When minority groups feel oppressed or deem that their rights are restricted by the centralised states in which they live, they are drawn to notions of autonomy or federalism so that they can better exercise their rights, Arab experts said.

Therefore, the Arab world is keeping a close eye on the outcome of demands for a federalist Iraq as it creates its first constitution since the fall of ex-dictator Saddam Hussein, said Nabil Abdel-Fattah, an analyst from Cairo's Al Ahram Center for Political and Strategic Studies.

"The result of the fight - between Sunnis who are against federalism in Iraq and Kurds who are for it - will have a decisive influence on how other countries' crises play out, from west of Asia to the Middle East and Iran," he said.

"Federalism was not one of the concepts in the Arab political dictionary, until now," he said.

The United Arab Emirates is presently the only federal state in the gulf region.
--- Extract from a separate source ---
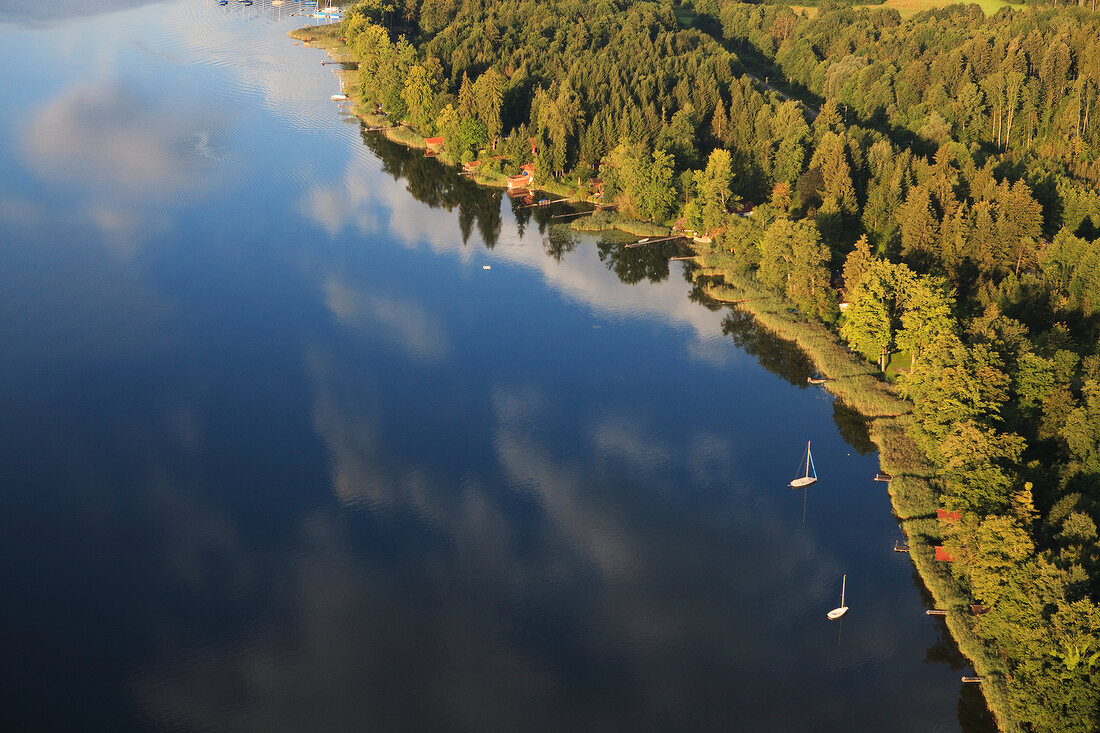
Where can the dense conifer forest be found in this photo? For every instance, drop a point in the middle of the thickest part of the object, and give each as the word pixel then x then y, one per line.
pixel 925 188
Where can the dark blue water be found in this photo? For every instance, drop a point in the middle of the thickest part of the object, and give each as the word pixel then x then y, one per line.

Some parallels between the sources of success of the federal system in the UAE and the USA can be made. For example,

  • The USA was formed by the voluntary association of the 13 colonial states; the UAE was formed by the voluntary association of 7 independent emirates.
  • In both countries the individual states/emirates saw there was a political and economic gain to unifying and ceding control to a central government for joint protection from foreign intervention, and to reign in destructive barriers to trade between states/emirates.
  • The USA had George Washington; the UAE had Sheik Zayed. Both founding leaders were highly respected by large majorities of their citizens.
  • The USA and the UAE both experienced huge immigration -- the difference here being that in the UAE few of these immigrants have gained citizenship.
  • In the USA and the UAE the ethnic and sectarian diversity within each state/emirate was not dissimilar to the diversity between the states/emirates.
  • In the USA and the UAE states/emirates were delegated considerable discretion to handle local affairs locally.
  • The US left some questions of major conflict unresolved. Less than 100 years after its founding, a very bloody civil war was fought over those issues. When that war ended the central government gained considerable power, including a greatly expanded ability to tax -- and thereby redistribute. In the UAE 90% of the oil wealth is in Abu Dhabi and it has been used for the same redistributive purposes as well as a carrot and stick to defuse conflict between emirates.